January 16, 2024

LaTeX Test Article

Just a test article to check if LaTeX formulas render properly.

Given that $e^{x_1} - ax_1 = e^{x_2} - ax_2 = 0$ , $x_1 \ne x_2$ , we are to prove:

x_1 + x_2 < \frac{4\ln a + 2}{3}.

We define $f(x) = e^x - ax$ , Since $f(x_1) = f(x_2) = 0$ , we have $e^{x_1} = ax_1$ and $e^{x_2} = ax_2$ .

Taking logarithms, these equations yield $x_1 - \ln x_1 = \ln a$ and $x_2 - \ln x_2 = \ln a$ .

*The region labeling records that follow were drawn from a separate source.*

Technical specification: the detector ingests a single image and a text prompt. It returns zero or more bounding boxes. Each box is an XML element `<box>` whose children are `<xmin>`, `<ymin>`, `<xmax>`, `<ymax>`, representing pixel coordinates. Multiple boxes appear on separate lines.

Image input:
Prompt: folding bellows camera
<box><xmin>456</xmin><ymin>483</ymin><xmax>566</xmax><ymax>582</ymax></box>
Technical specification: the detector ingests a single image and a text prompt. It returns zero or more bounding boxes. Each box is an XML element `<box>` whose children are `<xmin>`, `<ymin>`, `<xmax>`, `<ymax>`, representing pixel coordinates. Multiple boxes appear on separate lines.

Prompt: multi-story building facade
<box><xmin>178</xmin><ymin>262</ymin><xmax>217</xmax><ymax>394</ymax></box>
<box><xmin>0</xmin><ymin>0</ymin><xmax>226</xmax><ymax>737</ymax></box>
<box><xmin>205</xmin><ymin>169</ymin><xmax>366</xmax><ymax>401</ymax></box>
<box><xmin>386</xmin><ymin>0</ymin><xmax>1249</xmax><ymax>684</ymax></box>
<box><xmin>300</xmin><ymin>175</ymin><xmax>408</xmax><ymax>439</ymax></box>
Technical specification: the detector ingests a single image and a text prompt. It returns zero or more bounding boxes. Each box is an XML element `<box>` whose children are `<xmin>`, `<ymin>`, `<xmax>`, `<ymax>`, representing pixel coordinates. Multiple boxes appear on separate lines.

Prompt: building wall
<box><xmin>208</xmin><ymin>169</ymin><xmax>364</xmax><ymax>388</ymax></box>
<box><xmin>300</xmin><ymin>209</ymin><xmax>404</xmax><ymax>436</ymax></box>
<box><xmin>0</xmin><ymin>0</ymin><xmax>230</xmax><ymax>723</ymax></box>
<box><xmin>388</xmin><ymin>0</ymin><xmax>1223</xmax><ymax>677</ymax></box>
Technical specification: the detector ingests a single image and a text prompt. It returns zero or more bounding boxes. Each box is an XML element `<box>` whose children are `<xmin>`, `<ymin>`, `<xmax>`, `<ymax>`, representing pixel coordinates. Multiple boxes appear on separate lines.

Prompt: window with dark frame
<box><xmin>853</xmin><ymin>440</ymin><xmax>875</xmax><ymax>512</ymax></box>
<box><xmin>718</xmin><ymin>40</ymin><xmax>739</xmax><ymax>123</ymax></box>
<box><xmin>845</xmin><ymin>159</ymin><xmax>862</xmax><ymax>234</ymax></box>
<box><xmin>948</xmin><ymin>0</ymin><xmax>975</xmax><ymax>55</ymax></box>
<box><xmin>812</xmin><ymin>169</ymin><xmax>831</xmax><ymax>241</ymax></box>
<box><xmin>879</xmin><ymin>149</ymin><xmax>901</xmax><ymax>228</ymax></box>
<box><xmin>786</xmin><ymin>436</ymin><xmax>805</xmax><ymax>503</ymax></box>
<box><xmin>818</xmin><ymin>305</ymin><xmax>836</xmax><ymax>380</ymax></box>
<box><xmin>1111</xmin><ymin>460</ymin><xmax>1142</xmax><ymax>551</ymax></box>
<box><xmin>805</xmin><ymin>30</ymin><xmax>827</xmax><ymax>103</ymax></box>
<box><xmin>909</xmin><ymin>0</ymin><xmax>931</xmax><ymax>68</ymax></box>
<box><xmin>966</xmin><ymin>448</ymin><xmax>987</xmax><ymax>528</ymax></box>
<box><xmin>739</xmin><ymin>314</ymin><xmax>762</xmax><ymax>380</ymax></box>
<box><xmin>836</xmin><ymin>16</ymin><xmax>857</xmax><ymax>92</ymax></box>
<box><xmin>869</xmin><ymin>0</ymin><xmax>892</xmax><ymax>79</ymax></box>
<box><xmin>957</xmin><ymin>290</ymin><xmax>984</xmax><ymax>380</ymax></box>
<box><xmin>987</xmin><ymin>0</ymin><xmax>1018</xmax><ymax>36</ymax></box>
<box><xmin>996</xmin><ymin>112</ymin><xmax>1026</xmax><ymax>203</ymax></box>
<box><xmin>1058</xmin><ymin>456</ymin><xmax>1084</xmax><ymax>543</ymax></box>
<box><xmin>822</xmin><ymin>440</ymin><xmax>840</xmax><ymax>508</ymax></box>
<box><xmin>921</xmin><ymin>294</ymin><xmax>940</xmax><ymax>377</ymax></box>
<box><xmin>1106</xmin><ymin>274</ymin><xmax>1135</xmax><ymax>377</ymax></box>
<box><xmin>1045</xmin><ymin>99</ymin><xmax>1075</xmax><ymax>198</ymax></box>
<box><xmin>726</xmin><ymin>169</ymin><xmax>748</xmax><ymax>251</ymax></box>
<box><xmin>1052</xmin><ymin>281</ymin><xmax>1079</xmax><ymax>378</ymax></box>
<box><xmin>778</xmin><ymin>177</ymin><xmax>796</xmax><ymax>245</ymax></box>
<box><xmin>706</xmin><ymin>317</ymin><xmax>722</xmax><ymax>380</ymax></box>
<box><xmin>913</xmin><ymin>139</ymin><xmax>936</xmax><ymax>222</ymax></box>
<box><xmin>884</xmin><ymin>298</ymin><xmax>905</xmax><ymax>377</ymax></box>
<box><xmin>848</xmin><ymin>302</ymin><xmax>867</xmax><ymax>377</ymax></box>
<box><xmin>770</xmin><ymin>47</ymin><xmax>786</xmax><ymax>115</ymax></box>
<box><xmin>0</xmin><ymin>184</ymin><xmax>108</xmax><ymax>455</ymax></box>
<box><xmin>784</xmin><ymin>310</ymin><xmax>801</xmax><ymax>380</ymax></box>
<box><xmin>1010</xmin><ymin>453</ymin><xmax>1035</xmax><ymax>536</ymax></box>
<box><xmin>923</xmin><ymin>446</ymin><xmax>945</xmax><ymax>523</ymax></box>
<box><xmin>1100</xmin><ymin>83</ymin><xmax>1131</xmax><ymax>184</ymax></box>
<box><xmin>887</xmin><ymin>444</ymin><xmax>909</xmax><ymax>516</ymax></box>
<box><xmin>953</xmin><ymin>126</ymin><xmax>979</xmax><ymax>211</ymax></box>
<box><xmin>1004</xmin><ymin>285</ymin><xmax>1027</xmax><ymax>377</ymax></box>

We define $g(x) = x - \ln x$ , which satisfies $g(x_1) = g(x_2) = \ln a$ .

The goal is to prove $x_1 + x_2 < \frac{4\ln a + 2}{3}$ .

Substituting $\ln a = x_1 - \ln x_1$ into the inequality, we transform it into:

x_2 < \frac{1}{3}x_1 - \frac{4}{3}\ln x_1 + \frac{2}{3}.

Since $g(x)$ is strictly increasing on $(1, \infty)$ , this inequality is equivalent to:

\ln a < g\left( \frac{1}{3}x_1 - \frac{4}{3}\ln x_1 + \frac{2}{3} \right).

Substituting $\ln a = x_1 - \ln x_1$ , we define

F(x) = \ln\left( \frac{1}{3}x - \frac{4}{3}\ln x + \frac{2}{3} \right) + \frac{2}{3}x + \frac{1}{3}\ln x - \frac{2}{3}.

We prove $F(x) < 0$ for all $x \in (0,1)$ .

And we compute the derivative $F'(x)$ :

F'(x) = \frac{\frac{1}{3} - \frac{4}{3x}}{\frac{1}{3}x - \frac{4}{3}\ln x + \frac{2}{3}} + \frac{2}{3} + \frac{1}{3x}.

= \frac{2\left(x^2 + 4x - 2(2x+1)\ln x - 5\right)}{3x\left(x - 4\ln x + 2\right)}.

For $x \in (0,1)$ , the term $x - 4\ln x + 2 > 0$ .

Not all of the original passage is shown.